A área do cérebro mais vulnerável ao stress, incluindo o stress da primeira infância, é o córtex pré-frontal, que é crucial para a homeostase metabólica, ou de estabilidade, bem como para a sobrevivência e adaptação.
“O córtex pré-frontal é também uma região importante para as atividades de auto-regulação de todos os tipos, tanto emocionais e cognitivos, incluindo o controle de impulsos e regulação da emoção, cognição e desejos”, diz Sinha.
Espancamento constante por estresse desgasta a nossa capacidade de contrariar os desejos potencialmente perigosas, tais como desejos de substâncias aditivas ou alimentos. Controle sobre o comportamento impulsivo e perigoso também pode diminuir. Esta é a dinâmica que coloca as crianças de ambientes domésticos com problemas, e as pessoas que sofrem de vícios, a maioria em situação de risco.
A caminho de uma solução
A prática clínica do Centro para Estresse de Yale oferece cuidados de saúde comportamental e física que incorpora as intervenções tradicionais, como medicação e terapia, juntamente com os alternativos, como yoga, meditação, acupuntura e biofeedback.

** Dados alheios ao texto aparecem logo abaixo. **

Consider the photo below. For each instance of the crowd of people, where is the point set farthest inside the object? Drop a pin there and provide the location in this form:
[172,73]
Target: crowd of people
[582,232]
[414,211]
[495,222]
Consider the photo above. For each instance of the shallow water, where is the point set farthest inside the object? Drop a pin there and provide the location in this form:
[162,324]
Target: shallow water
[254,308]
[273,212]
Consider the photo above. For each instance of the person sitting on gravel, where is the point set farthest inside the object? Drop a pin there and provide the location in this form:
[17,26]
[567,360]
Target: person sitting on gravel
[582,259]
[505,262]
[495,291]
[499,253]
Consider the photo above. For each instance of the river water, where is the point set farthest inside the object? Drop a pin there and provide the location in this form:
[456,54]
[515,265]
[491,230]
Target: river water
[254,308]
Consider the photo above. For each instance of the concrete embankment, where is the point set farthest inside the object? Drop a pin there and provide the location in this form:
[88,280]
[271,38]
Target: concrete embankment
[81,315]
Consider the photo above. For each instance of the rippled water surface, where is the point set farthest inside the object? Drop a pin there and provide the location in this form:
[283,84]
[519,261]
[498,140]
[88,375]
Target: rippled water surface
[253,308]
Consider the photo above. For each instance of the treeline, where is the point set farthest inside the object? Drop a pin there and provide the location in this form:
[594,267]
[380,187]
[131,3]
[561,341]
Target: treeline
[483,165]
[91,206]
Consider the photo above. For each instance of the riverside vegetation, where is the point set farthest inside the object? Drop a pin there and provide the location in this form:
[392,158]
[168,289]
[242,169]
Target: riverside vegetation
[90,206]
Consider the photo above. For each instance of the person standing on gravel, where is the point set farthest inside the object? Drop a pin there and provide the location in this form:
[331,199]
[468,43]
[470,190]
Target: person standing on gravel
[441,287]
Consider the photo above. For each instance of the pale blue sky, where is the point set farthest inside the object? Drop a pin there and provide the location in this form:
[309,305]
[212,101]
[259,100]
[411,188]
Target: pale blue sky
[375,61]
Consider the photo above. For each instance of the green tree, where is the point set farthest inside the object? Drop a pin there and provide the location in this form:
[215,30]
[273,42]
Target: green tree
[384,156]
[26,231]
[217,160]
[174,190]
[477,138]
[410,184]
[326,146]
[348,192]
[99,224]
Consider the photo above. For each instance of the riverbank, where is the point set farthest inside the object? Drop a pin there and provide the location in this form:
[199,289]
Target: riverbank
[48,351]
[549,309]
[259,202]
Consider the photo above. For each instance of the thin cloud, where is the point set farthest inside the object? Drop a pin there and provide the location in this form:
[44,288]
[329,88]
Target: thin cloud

“Estamos descobrindo que as intervenções de redução de estresse, como a meditação baseada em percepção presente pode ser extremamente útil para impactar o ciclo de estresse”, observa Sinha. “Mas a dificuldade é que a meditação sozinha pode não ser suficiente para ajudar as pessoas viciadas.” E assim Sinha e seus colegas continuam a desenvolver intervenções multifacetadas que também podem incluir treinamento, fisioterapia e medicamentos.
O trabalho de Sinha, que começou com a interação entre estresse e comportamento viciante, eventualmente expandido para incluir a gama de vícios comportimentais tais como vícios em comida, jogo e sexo. Ela também começou a contemplar os efeitos do estresse sobre os comportamentos motivados, tanto saudáveis quanto não saudáveis, como exercícios e alimentação adequada.
Ela está particularmente interessada em vício em comida agora pois está preocupada com a epidemia de obesidade e alimentação induzida pelo estresse.
Ela concorda que as intervenções sociais e de saúde pública são muito importantes. Quando o imposto sobre o cigarro foi implementado e fumo foi proibido em locais públicos, houve uma queda dramática em uso. No entanto, há ainda um número substancial de pessoas fumando.
“E você realmente não pode proibir o álcool e alimentos com alto teor de gordura. O fanfarrão tem que parar no nível individual. Meu interesse é na conexão entre estresse e comportamento, e em encontrar formas de fortalecer o corpo e a mente, para que possamos resistir à doença mental e física. “
Sinha não está dançando muito nos dias de hoje. “Estou completamente envolvida com o meu trabalho”, diz ela. “Mas eu acho interessante que a dança que eu fiz quando criança e jovem tornou-se a pedra angular do meu trabalho, que moldaram a minha carreira.”
E como Sinha encontra-se em uma prática de atendimento clínico que inclui yoga e meditação, muitas vezes ela se sente como se ela tivesse dado uma volta completa, porque “parte da dança clássica indiana é baseada em princípios de yoga.”
À sua maneira, diz ela, tem sido uma interessante e inesperada jornada de volta para casa.